1,500 Detroiters Dead: Belle Isle Memorial Attendees Reflect On Human Loss
Many COVID-19 victims die alone or their families are unable to be near the body due to the infectious disease. The Belle Isle citywide memorial offers a chance to say goodbye.
In Detroit there’s a city-wide memorial service being held at Belle Isle to commemorate the lives of residents who died from COVID-19.
The day-long procession includes hundreds of cars and fifteen empty hearses symbolizing the 1500 Detroiters who’ve already died from COVID-19. As the vehicles cruise down the roadways of the island, they pass, one after another, poster-sized pictures of the deceased. Nearly one thousand portraits in all.
“We’re trying to get through it without crying. I don’t know. We’re trying to get through without crying. It’s sad.” — Nykisha Mays, attendee
Detroit was an early hotspot in the pandemic and one of the first places to show the virus’ disproportionate impact on people of color. The city is more than 80 percent African American and it feels like nearly every person commemorated is Black.

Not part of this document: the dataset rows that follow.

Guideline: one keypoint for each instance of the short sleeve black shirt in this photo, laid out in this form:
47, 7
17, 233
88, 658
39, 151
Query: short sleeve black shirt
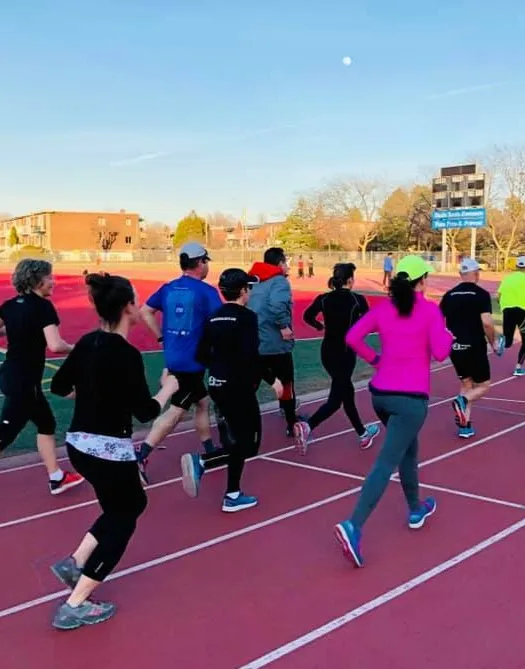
25, 317
462, 307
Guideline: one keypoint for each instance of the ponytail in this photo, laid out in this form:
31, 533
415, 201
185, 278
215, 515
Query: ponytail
402, 292
110, 295
341, 275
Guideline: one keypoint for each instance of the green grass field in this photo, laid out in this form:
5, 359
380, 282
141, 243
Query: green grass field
310, 377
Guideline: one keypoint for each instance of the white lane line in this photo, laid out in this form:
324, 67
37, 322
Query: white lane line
385, 598
18, 608
160, 484
395, 478
191, 430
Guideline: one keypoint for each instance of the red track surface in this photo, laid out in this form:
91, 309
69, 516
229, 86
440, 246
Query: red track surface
78, 317
199, 588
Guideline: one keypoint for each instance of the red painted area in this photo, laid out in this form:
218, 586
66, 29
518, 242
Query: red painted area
78, 317
222, 605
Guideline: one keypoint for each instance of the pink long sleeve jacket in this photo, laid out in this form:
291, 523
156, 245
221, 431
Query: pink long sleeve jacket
408, 344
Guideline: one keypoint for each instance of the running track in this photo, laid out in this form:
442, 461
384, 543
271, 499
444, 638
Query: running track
269, 587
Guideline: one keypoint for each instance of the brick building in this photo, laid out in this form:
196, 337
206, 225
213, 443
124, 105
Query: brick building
75, 230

“I think that some people are having a hard time seeing this because unlike the Vietnam War, where there were flag-draped coffins coming off of planes every day, they’re not seeing it happen,” says Rochelle Riley, the City’s Director of Arts and Culture and the lead organizer for this event. “People are dying alone in hospitals or in their homes, and they’re just gone.”
One of the most excruciating parts of the pandemic is that people often die alone. Loved ones have no chance to say goodbye, often they can’t even attend a funeral. Now the city of Detroit is giving them a way to honor the COVID-19 dead.
Listen: WDET’s Laura Herberg reports on reactions from memorial attendees. Read more remembrances below.
Remembrances
Nora Jean Elizabeth Gribble
Rashad Gribble holds his young daughter as he looks at a picture of his mother, Nora Gribble, taken decades ago, back when she was young.
“I look like her, that’s what everybody says,” says Gribble. “Out of all my mom’s kids, I’m that one that really looked like her.”
The resemblance is striking.
Nora Gribble was at the hospital for a month and a half, unable to see family, before she passed away there in April. Gribble’s daughter, with her arms around his neck, gently speaks. “Daddy, that’s grandma” she says.
“She’s asleep,” Gribble replies.
Mildred Hill
Korey Hill has come to visit his mother’s picture with a bottle of Champagne.
“My mom, she was like everything to us. She was a beautiful person.” — Korey Hill, attendee
“She loved Champagne and tequila,” Hill says.
Mildred Hill contracted COVID-19 at her nursing home and then died at a hospital without family around her at the age of 74.
“My mom, she was like everything to us. She was a beautiful person,” Hill says. “She never had a parking ticket, never turned anybody away, all her doors were always open.”
Hill says he wasn’t able to give his mother a proper memorial when she passed, so he’s grateful that the city is doing this.
“For me it’s like an ending, I get some type of closure with it.”
Marguerite Hemphill
Hope Cannady stands in front of a portrait of her mother, Marguerite Hemphill.
“This is the closest that I’ll ever get to a viewing because we had to have [my mother] cremated because of this so… This is is all I got.” — Hope Cannady
“I think it’s a beautiful thing to see everybody out, to know that I’m not alone in this, that there are others that are grieving and that they’ve lost people too. So, I think this is a beautiful thing, just to help bring closure,” Cannady says.
Hemphill got sick at the beginning of the year and passed away in April at the age of 76. The family is planning to get together to celebrate what would have been her 77nd birthday in September. It will be the first time they’ve been able to get together to celebrate her life.
“This is the closest that I’ll ever get to a viewing because we had to have her cremated because of this. So this is… this is all I got,” she says.